To call Fingerface unique seems almost inadequate. In addition to writing and directing Fingerface, Andrew Dawson also stars in the film, though maybe not in the way that you may expect. If you could weave together the quirkiness of a South Park or  Team America type film and the emotional honesty of the current Anomalisa, you might have at least a little bit of an idea of what to expect from Fingerface, perhaps the greatest love story ever handed to you.

Dawson covered, quite literally, every task in the making the low-budget indie including writing, director, starring, vocal work, editing, lensing, music, production design and sound.

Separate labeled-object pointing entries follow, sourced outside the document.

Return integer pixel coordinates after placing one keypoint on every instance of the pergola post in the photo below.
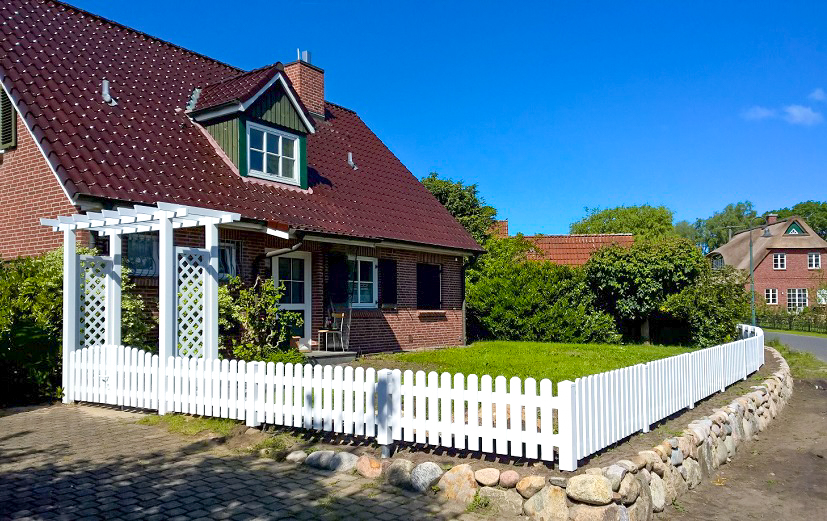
(211, 293)
(70, 308)
(113, 288)
(166, 304)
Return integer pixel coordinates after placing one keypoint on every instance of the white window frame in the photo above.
(799, 304)
(295, 179)
(355, 295)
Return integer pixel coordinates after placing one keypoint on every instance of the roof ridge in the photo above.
(136, 31)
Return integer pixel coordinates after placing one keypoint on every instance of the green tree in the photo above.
(463, 202)
(716, 230)
(510, 297)
(645, 222)
(814, 212)
(631, 284)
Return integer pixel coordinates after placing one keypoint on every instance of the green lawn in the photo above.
(791, 332)
(538, 360)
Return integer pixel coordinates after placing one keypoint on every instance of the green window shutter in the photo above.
(8, 123)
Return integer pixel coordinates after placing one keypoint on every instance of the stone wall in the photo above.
(628, 490)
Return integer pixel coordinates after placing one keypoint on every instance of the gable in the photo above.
(795, 229)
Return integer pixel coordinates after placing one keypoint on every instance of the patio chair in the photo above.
(338, 329)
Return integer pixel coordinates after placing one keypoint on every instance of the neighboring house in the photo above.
(788, 259)
(568, 250)
(95, 116)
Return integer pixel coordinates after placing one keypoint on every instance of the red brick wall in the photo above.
(797, 275)
(28, 191)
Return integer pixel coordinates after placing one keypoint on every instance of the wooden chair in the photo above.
(336, 330)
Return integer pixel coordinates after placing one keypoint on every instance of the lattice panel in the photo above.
(92, 313)
(192, 273)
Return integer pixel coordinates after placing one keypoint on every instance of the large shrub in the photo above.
(509, 297)
(252, 326)
(31, 318)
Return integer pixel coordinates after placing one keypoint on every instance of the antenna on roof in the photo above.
(107, 98)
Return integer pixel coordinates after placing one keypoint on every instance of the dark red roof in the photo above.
(240, 87)
(145, 149)
(573, 250)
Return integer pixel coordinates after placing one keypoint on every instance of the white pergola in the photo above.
(163, 218)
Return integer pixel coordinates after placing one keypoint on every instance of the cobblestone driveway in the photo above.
(83, 462)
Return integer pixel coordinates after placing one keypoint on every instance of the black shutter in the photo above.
(387, 281)
(337, 278)
(8, 123)
(428, 286)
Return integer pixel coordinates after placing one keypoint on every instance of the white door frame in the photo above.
(307, 307)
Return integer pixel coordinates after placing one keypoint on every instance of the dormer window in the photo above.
(272, 154)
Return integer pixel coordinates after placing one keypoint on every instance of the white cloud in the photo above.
(801, 115)
(757, 113)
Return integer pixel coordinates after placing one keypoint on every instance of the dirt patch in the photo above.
(781, 475)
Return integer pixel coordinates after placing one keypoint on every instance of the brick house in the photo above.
(568, 250)
(97, 116)
(788, 261)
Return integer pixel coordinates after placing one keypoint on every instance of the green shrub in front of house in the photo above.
(252, 326)
(510, 297)
(31, 318)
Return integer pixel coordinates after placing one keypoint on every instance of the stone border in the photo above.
(628, 490)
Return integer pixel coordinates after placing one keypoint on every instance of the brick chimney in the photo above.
(308, 80)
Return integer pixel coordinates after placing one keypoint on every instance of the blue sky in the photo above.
(555, 106)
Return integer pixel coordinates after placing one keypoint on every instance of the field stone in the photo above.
(424, 475)
(606, 513)
(506, 502)
(369, 467)
(509, 479)
(629, 489)
(297, 456)
(319, 459)
(658, 491)
(343, 462)
(458, 484)
(530, 485)
(591, 489)
(487, 477)
(615, 474)
(399, 473)
(549, 504)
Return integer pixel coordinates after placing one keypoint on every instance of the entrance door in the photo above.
(293, 269)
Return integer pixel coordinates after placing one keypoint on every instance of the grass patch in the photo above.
(538, 360)
(190, 425)
(803, 365)
(800, 333)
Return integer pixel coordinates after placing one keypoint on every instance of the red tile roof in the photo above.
(573, 250)
(145, 149)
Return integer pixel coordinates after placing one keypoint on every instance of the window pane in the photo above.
(297, 290)
(273, 143)
(287, 167)
(284, 268)
(366, 271)
(366, 292)
(298, 269)
(287, 147)
(256, 161)
(256, 139)
(272, 164)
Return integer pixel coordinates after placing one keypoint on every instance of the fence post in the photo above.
(383, 436)
(567, 449)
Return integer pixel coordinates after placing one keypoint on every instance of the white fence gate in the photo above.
(515, 417)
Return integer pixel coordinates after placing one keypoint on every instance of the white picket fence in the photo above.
(515, 417)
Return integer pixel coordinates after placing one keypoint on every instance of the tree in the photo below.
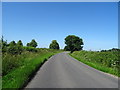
(19, 43)
(33, 43)
(74, 43)
(3, 45)
(54, 45)
(12, 43)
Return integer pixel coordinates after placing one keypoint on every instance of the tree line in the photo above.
(73, 43)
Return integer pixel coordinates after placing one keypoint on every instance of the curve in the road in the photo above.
(63, 71)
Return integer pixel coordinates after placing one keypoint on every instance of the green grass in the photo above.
(103, 61)
(17, 76)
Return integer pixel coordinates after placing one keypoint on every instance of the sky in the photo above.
(95, 22)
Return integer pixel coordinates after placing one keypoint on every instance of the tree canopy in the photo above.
(33, 43)
(54, 45)
(73, 43)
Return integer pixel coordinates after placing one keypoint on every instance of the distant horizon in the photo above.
(94, 22)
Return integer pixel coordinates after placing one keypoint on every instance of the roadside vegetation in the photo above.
(104, 60)
(20, 62)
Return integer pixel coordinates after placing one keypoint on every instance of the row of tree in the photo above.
(73, 43)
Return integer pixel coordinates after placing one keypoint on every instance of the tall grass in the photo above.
(105, 61)
(18, 69)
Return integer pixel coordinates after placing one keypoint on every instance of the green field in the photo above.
(106, 61)
(17, 69)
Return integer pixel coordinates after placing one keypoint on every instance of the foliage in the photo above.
(33, 43)
(54, 45)
(74, 43)
(23, 65)
(19, 43)
(107, 61)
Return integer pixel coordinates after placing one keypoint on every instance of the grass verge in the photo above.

The entire film is played out by fingers. <I'll give you a moment to fully digest that>


Fingers with felt tip faces.

No, seriously.

Oh, and this isn't a short film. We're not talking about a five or ten or even a twenty-minute film. Fingerface is an 88-minute feature-length film with a complete, and actually very endearing, love story with pirates and cults and comedy and so much more. It's a film that, without a doubt, won't please everyone but for those who can truly give themselves to a truly unique cinematic effort it's hard to imagine you won't find yourself completely captivated by Dawson's bold vision and ability to pull it all off in a way that puts an awful lot of other indie filmmakers to shame.

As Giles, Dawson is simply extraordinary but he's pretty darn awesome as everyone else. The film's music, also created by Dawson, fits perfectly within the film's artistic framework and by film's end you simply can't help but have a smile on your face.

Even if you don't completely love Fingerface, and even I'll admit it has its flaws, you'll likely find yourself wanting to spend the cash to watch it just so you can support this up-and-coming filmmaker with an artistic sensibility that you simply can't teach. Dawson, who had moved to a small town in Poland to teach English and had no friends around to help with the film, serves up an absolute delight that you're not likely to forget anytime soon.

For once, I can call a film "cinematic finger food" and be completely serious. Fingerface will leave you satisfied.